As for the feral child, it turns out that the filmmakers took the narrator's suggestion. Marmaduke is indeed played by a youthful dwarf: an English actor in his late 20s named Craig Garner, seen previously in Get Santa (as an elf) and Snow White and the Huntsman (as you can probably guess). Garner does the infant terror with tremendous verve, scrambling through rooms on hands and knees in a dinosaur onesie, punching and clawing anyone incautious enough to be near him, and pausing only to smoke a cigarette. The Marmaduke difficulty was handily conquered – no high-tech cartoons necessary. He's the funniest thing in the film.

"It wasn't like I imagined it in the book" is of course a cliché. But it's only a cliché because the adaptation differs from the book so often: Things change, whether for reasons of economy or ease, and we find our affection compromised. Some essence of the work we love is invariably lost.

In this respect London Fields is an unusual case. It is, to begin with, remarkably faithful to its source material: The overall architecture of the novel has been replicated almost exactly, and what aspects of the story have been excised – Sam's relationship with Hope's sister Lizzyboo, for instance, as well as Keith's ongoing con with the unsuspecting senior – were plainly taken out in order to reduce a nearly 500-page book to a more manageable feature length. The dialogue has been lifted wholesale, happily, including extended passages of voice-over narration (intoned a touch too somberly for my taste by Billy Bob Thornton, otherwise well-cast as Sam). Most surprising is the tone that prevails: The impending threat of nuclear Armageddon that looms implicitly over the novel is carried over and even exaggerated, made explicit – and this despite the fear of Mutually Assured Destruction having long since receded from the popular imagination.
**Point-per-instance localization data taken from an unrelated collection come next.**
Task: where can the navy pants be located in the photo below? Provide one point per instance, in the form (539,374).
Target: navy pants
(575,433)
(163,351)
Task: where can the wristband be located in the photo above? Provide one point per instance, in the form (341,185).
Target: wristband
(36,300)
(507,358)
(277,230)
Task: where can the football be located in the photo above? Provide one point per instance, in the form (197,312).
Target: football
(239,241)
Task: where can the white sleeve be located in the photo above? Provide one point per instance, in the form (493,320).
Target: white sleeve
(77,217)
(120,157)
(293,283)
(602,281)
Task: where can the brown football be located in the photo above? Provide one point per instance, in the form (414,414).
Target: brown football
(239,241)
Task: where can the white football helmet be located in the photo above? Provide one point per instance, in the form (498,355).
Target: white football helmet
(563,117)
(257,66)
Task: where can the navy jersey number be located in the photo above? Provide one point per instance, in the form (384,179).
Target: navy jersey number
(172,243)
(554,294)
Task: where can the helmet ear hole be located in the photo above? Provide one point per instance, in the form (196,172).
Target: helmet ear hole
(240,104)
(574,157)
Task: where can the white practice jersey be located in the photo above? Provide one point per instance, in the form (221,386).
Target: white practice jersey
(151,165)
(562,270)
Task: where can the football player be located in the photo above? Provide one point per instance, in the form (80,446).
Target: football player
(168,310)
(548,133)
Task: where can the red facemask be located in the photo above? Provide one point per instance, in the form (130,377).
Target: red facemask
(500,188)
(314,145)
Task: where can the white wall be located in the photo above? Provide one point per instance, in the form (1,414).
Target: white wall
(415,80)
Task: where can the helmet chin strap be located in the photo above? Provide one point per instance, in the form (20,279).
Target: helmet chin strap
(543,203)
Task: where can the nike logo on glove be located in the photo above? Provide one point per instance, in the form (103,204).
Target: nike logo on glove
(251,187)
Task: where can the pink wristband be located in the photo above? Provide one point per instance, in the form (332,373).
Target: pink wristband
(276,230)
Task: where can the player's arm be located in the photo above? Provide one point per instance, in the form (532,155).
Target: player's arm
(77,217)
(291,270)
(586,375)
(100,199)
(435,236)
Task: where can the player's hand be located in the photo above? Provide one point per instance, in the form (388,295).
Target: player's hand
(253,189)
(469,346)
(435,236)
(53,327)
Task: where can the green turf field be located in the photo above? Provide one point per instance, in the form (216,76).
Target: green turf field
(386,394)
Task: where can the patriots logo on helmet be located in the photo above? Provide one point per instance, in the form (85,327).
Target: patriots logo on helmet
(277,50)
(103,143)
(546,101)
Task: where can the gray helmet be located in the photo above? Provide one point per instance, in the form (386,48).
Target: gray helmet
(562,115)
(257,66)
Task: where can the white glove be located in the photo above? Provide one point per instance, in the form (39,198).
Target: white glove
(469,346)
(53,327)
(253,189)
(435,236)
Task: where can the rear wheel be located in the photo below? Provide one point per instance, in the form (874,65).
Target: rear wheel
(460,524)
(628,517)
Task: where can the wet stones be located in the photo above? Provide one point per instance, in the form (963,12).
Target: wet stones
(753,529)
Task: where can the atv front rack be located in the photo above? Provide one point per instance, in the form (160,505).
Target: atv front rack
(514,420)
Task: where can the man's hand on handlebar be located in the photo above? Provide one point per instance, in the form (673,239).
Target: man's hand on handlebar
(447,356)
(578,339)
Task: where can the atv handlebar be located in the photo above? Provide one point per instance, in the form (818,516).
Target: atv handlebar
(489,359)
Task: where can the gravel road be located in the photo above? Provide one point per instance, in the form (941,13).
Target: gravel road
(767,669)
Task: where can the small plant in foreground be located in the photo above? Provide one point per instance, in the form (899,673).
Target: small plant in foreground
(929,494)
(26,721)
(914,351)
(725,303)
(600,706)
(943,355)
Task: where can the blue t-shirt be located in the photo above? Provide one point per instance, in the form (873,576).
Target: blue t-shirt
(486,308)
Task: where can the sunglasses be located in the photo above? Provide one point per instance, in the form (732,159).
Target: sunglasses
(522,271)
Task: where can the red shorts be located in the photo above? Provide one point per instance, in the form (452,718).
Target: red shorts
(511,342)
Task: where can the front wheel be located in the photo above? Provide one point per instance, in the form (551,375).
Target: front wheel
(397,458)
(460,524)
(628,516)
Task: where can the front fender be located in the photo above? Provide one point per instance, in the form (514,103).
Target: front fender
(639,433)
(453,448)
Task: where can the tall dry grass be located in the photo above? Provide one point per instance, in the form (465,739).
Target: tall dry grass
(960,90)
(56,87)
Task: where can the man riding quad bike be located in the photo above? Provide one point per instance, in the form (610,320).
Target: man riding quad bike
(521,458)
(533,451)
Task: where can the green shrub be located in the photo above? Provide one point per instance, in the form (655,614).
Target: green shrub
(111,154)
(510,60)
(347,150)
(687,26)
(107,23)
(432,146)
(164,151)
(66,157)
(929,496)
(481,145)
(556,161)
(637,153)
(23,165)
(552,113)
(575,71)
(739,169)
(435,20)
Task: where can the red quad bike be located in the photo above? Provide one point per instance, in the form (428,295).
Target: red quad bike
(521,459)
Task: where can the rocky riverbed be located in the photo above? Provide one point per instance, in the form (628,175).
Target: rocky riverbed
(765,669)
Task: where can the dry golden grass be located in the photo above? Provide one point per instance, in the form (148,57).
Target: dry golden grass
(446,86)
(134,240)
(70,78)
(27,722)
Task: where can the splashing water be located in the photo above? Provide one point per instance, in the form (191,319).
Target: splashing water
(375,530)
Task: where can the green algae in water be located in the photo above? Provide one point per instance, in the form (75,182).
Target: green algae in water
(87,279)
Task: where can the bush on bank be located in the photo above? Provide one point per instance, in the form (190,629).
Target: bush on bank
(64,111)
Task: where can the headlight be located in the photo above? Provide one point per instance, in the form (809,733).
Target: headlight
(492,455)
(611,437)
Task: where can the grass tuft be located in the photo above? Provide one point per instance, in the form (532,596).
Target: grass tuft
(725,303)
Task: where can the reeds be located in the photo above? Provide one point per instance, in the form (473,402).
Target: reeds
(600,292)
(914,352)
What I found myself missing most were the minor details that furnish the novel – the texture of the material. There's no Darts: Master the Discipline, no concordance of Nicola's kisses, no fixation on kegged lager, only the briefest glimpse of Clive the dog and "Outrage by Ambrosi". (In lieu of Kim Twemlow, Keith's darts hero, we have another legend of the sport – played in an amusing cameo by Amis himself.) These are minor casualties of the transition from page to screen. Such losses are no doubt inevitable. But perhaps the losses themselves serve a useful function. They direct us, in their absence, back to the source: In the will to learn more, to experience the joy of the material from which the movie was drawn, the viewer becomes the reader. The genius of Amis's masterpiece is there waiting for anyone interested. One hopes a new audience will be led its way.

London Fields screens at TIFF Sept. 18, 6:30 p.m., Princess of Wales; Sept. 19, 3:45 p.m., Bloor Hot Docs Cinema; and Sept. 20, 12:30 p.m., Scotiabank Theatre.